Eylül 2022'de, Rusya'nın komşu Ukrayna'yı işgalinden beş ay sonra, AfD lideri Timo Chrupalla öfkenin dozunu giderek artırıyor ve sürekli olarak "Habeck'in ekonomik savaşından" bahsediyor. Böylece Yeşiller partili politikacıyı, tüm federal hükümet adına hayatın her alanında artan fiyatlar ve muhtemel bir ekonomik durgunluk için günah keçisi ilan ediyor.
"Önce ülkemiz!" sloganı basit bir kopyadan ibaret
Federal Alman Anayasayı Koruma Teşkilatı tarafından gözetim altında tutulan AfD'nin, 8 Ekim'de Berlin'de düzenleyeceği büyük gösterinin sloganı "Önce ülkemiz!" Bu sloganla özellikle eski ABD Başkanı Donald Trump'ın seçim kampanyasına atıfta bulunuluyor. "Önce Amerika", hem siyasi rakip Demokratlara ve dünyanın geri kalanına karşı adeta bir savaş ilanıydı. Gerek içerik gerekse ve söylem olarak eşi benzeri görülmemiş bu pervasız siyaset tarzı, 2021'in başlarında Washington'da ABD Kongresi'nin, Trump fanatikleri tarafından basılmasıyla doruğa ulaşmıştı.

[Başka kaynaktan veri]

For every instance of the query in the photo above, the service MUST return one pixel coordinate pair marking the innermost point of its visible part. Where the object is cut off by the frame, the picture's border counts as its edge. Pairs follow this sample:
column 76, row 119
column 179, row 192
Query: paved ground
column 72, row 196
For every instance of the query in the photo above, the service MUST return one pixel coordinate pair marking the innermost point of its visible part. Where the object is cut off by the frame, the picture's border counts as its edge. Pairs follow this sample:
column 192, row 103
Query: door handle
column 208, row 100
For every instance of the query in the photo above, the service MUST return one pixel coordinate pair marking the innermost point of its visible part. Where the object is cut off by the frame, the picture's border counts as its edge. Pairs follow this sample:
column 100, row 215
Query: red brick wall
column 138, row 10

Almanya Dışişleri Bakanı Annalena Baerbock'un, Rusya'dan daha fazla doğal gaz gelmemesi halinde Almanya'da da benzer senaryoların yaşanmasından korktuğu anlaşılıyor. Temmuz ayının başlarında, olası "halk ayaklanmaları" hakkındaki endişelerini dile getirmiş ve böylece aşırı sağcı çevrelerde heyecan uyandırması muhtemel olan tehlikeli bir fikri, düşüncesizce ortaya atmıştı. Zira sağ popülistler, uzun zamandır halk ayaklanmalarının hayalini kuruyor.
İstismar tehlikesi
Belki de bu düşüncesiz açıklamayı yaparken Yeşillerin aklında, Berlin'deki parlamento binası Reichstag'a yapılan ve ucuz atlatılan baskın görüntüleri vardı. 2020'de korona önlemlerine karşı yapılan protestolarının doruk noktasında, öfkeli bir kalabalık Alman parlamentosunun merdivenlerine kadar ilerlemeyi başarmış, ancak çevik kuvvet tarafından geri püskürtülmüştü.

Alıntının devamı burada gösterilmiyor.